Her long history has been both illustrious and functional. Originally built as the official summer residence for the Admiral of the North American Station, Ad House now shelters the Maritime Command Museum.
The Museum is one of the Department of National Defence's 55 Museums. It was established to preserve the Military heritage of Canada's Maritime Forces. It is the largest Naval Museum within the system. The Museum was officially opened on March 26, 1974 by Rear Admiral D. S. Boyle.

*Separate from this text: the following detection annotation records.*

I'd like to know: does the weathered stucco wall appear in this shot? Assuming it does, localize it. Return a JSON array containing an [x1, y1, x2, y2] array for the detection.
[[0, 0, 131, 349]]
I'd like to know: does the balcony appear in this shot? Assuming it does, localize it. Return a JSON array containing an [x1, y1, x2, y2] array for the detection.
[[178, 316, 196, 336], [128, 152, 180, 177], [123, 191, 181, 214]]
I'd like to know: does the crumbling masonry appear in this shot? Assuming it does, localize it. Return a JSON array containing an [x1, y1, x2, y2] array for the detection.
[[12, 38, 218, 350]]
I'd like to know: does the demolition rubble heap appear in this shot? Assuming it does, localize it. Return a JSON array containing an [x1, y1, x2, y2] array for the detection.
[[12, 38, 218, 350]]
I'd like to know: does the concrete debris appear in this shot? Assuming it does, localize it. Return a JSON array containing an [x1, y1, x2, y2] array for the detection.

Through the years, Ad House has provided its visitors with warmth and hospitality. It is described by William C. Borrett in his book Down East as:
"A house with so much personality it is bound to be spoken of across Canada. It has dignity. It is made of stone but its walls are not cold. It seems to breathe hospitality. Its high walls seem to shut out the world. Even new construction cannot rob it of its charm."
Within the Museum are 30 rooms of display, each representing a specific facet of the Canadian Military. The collection consists of an extensive research library, uniforms, model ships, medals, badges, ships' bells and other shipboard memorabilia, armaments, and accoutrements associated with naval life.